Becoming an elementary teacher means, at some point, a very first day of school as a teacher...and the first day of school is much harder on new teachers than it is on students.
All students have to do is decide if they love or hate their teacher and make new friends; a new elementary school teacher has to face 30 people - alone - and somehow get them to behave and pay attention, all while acting like she knows exactly what she's doing.
Scarier than they look
First-day nervousness (which may extend for a month or more!) is very hard on new teachers who may not have much experience with elementary classroom management and discipline. Considering that this lack of confidence may continue for a few years after becoming an elementary teacher - especially if the teacher is constantly moving grade levels - the high teacher burnout rate is no surprise.
And what is the impact on the real customers of the education process...the students? How much more does a student get from a seasoned, seen-it-all teacher than one who is fresh out of college and not yet ready for prime time?

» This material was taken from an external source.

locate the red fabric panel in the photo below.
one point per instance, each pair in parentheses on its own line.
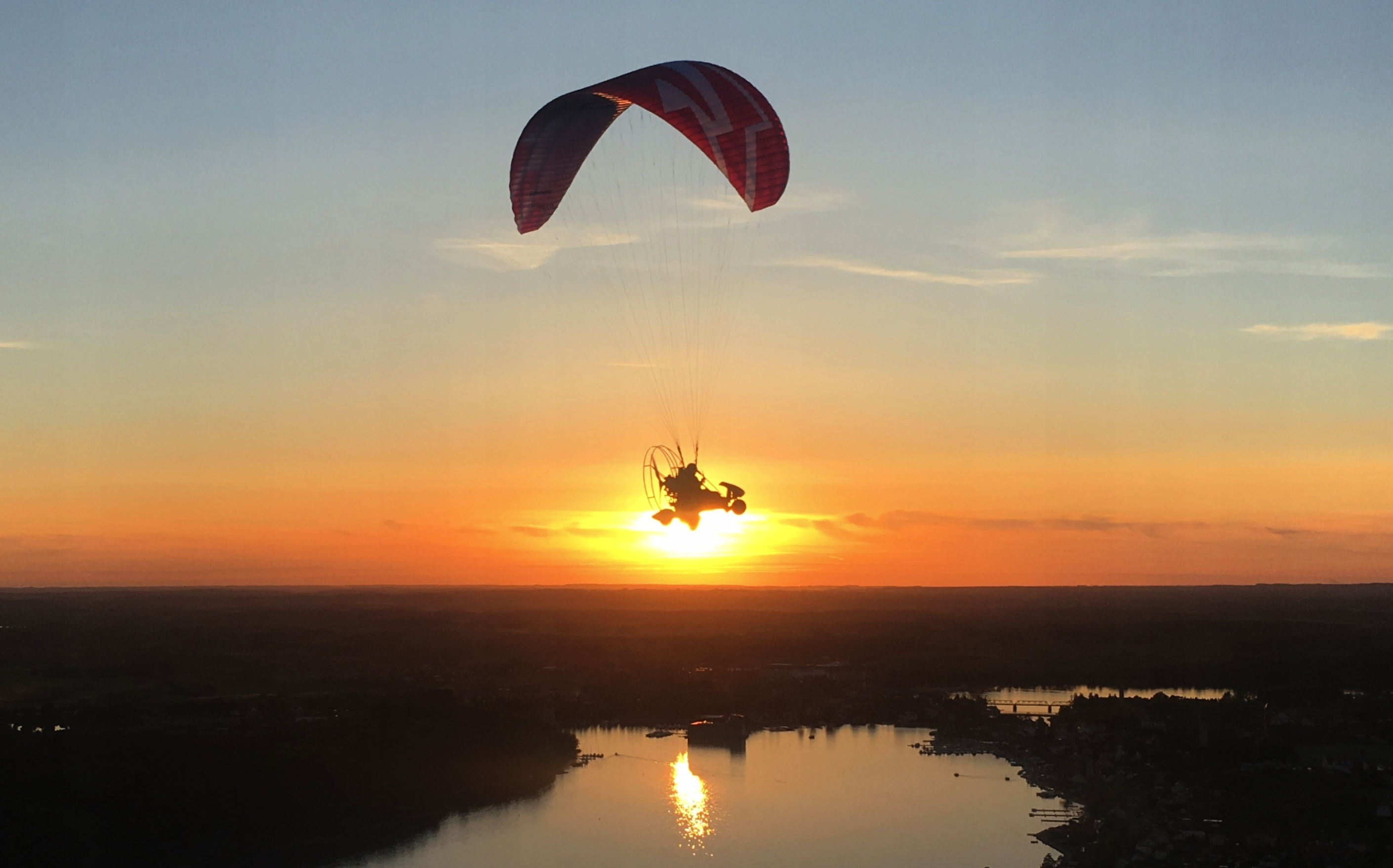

The bottom line is the new teachers simply don't have enough hands-on time with children and the school and district administrative system to be truly prepared for how things are done. This is a public school reform issue: They are being failed by the very institutions that are supposed to fully prepare them for their jobs - education degree programs at their colleges and universities.
If we can all agree that there is no substitute for experience when becoming an elementary teacher, and experience only comes from direct student contact, just how much of this valuable contact has a typical education graduate obtained when they get their certificate?
I recall my teaching program very clearly, and I know that it was typical; a few weeks observing classrooms and a few months of semi- and full-time classroom control after discounting days off.
I was extremely fortunate to have previous time working in a school office and volunteering for my own kids, and had a great master teacher who was an absolute stickler for elementary classroom management and doing things right with "her" kids. How many of our up-and-coming teachers get this same benefit?
Far too many teachers enter the classroom who are woefully unprepared for what they will face, especially in the area of behavior management. Teacher burnout in a few short years often results.
Hands-on training is the norm for many professions who face stress on the first day of their jobs: pilot must fly many, many hours before they earn their license; ambulance technicians and nurses practice extensively on real people under supervision; police candidates spend hours on patrol with experienced officers.
These professionals must be able to perform on day one of their jobs because people's lives depend on them. They must have the fundamental of their occupations mastered without question or reservation.
Of course, students may not be at immediate risk like a heart-attack patient, but they can certainly suffer a huge setback in their education career by spending a year with an unprepared teacher. The risk may not be immediate, but it is real and life-changing...especially for kids who are already at risk of falling behind.
Students must advance every year in school or they will never catch up.
Just because we all went to school, we are not automatically filled with understanding of how it works day-to-day when becoming an elementary teacher. Details are important, and every job is important to learn, starting with the basics...like how to set up the lunch room tables and how to manage behavior at recess.
Public school reform truly starts at the bottom and works up!
Frankly, any beginning teacher who can't manage playground discipline as well as a noon aid has no business trying to exercise elementary classroom management...but this ability can only come from doing, not talking about doing.
NOTE: I recognize that implementing this program would require an extensive reworking of teaching institutions...but I also think "reworking" is needed!
Student interns should have plenty of experience in a wide range of job responsibilities and grade levels. The "on-the-job training" for becoming an elementary teacher might look like this:
Assisting in non-certificated areas during freshman year
Assisting in certificated areas during sophomore year
Assisting specialist areas during junior year
"Normal" student teaching during senior year
One this would do is to let a potential teacher know, without a doubt, whether they really wanted to pursue an education career by the time they finished their second year in college.
First days should not be so hard on our new teachers...or the students of those teachers!